MIAMI, FLA. – The Miami Heard published an editorial Sunday, stating that Florida should adopt open primary reform as the closed primary “contributes to the deep partisan divide we see in Florida and throughout the nation.”
Not only that, the Miami Herald understands how crucial the primary process is, as most races end up being decided in the primaries; particularly, in areas that heavily favor one party or another:
“On Election Day this month, 22 of Florida’s 27 U.S. House races were won by more than 10 percentage points or were unopposed. Only the remaining five races were remotely competitive. The real race, then, was in the August primary. Depending on the partisan slant of the district, the Democrat or Republican who won in August coasted to victory in November.
The same was true of most state legislative races. Indeed, in the State House, more than half of the seats were won by at least 20 points or were unopposed. Even though all those primaries were decisive, non-affiliated voters were denied a chance to help choose their representatives.”
The lack of competition for voters in elections and a focus on shrinking, more ideologically extreme party bases is having a negative impact on the health of the political landscape and the ability for politicians to get things done.
“But if independents could participate, there would be a large pool of voters that might find moderation appealing. More elected officials might work across the aisle on tough issues without fear of being primaried from the left or the right,” writes the Miami Herald.
The Miami Herald also addresses opponents’ claim that the parties are private organizations entitled to decide their own nominees without outside interference:
“That would be fine if they truly were just private clubs that ran their own elections. In fact, the parties like having the veneer of a democratic process. All taxpayers pay for those partisan primaries, and Democrats and Republicans receive privileged access to the ballot. It’s eminently fair for the state to ask that all voters be allowed to participate in return.
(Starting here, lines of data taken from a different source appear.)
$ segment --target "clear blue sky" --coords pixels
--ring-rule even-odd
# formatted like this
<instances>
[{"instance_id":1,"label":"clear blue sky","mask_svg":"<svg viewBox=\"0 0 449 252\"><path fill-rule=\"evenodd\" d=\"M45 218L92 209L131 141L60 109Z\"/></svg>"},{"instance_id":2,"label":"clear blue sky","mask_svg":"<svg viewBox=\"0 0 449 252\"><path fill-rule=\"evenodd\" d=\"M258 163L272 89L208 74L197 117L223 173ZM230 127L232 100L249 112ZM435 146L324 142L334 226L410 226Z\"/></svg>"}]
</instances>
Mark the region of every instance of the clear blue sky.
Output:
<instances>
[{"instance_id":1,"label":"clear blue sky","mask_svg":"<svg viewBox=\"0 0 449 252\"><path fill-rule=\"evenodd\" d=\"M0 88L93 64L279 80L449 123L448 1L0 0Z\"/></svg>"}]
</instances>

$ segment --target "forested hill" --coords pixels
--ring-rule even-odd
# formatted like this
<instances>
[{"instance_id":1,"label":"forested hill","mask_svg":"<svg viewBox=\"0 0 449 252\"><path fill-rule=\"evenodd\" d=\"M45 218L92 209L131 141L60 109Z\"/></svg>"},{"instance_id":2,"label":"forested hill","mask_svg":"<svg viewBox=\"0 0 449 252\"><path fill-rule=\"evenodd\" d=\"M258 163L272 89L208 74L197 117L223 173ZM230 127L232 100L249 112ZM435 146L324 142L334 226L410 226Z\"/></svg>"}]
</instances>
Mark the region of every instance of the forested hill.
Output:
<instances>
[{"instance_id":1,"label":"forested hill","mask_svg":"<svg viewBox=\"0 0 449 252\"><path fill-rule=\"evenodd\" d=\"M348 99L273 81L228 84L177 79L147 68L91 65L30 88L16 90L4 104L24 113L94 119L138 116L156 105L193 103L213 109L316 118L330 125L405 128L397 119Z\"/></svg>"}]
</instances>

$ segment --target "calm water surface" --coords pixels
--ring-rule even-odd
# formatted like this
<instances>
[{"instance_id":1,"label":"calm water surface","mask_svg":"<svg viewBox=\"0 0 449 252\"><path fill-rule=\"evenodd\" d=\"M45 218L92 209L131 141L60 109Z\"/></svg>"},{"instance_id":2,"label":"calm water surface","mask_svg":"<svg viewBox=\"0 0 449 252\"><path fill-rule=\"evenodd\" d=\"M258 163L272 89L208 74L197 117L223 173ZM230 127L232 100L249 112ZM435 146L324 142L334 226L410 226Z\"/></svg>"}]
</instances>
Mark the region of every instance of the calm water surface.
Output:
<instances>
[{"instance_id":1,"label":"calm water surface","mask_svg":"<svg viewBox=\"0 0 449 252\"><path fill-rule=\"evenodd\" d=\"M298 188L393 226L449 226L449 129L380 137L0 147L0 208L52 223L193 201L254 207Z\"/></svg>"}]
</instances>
If the two major parties want to limit participation to only their members, they absolutely can do that. They just shouldn’t expect everyone else to pay for it and pretend it is a legitimately democratic process.”
The Miami Herald says Florida can weigh the pros and cons of different types of open primaries, whether it is a move toward a traditional partisan open primary or a nonpartisan open primary like California’s top-two. The important thing, the paper says, is that “the conversation should start from the premise that everyone deserves a vote, even in a primary.”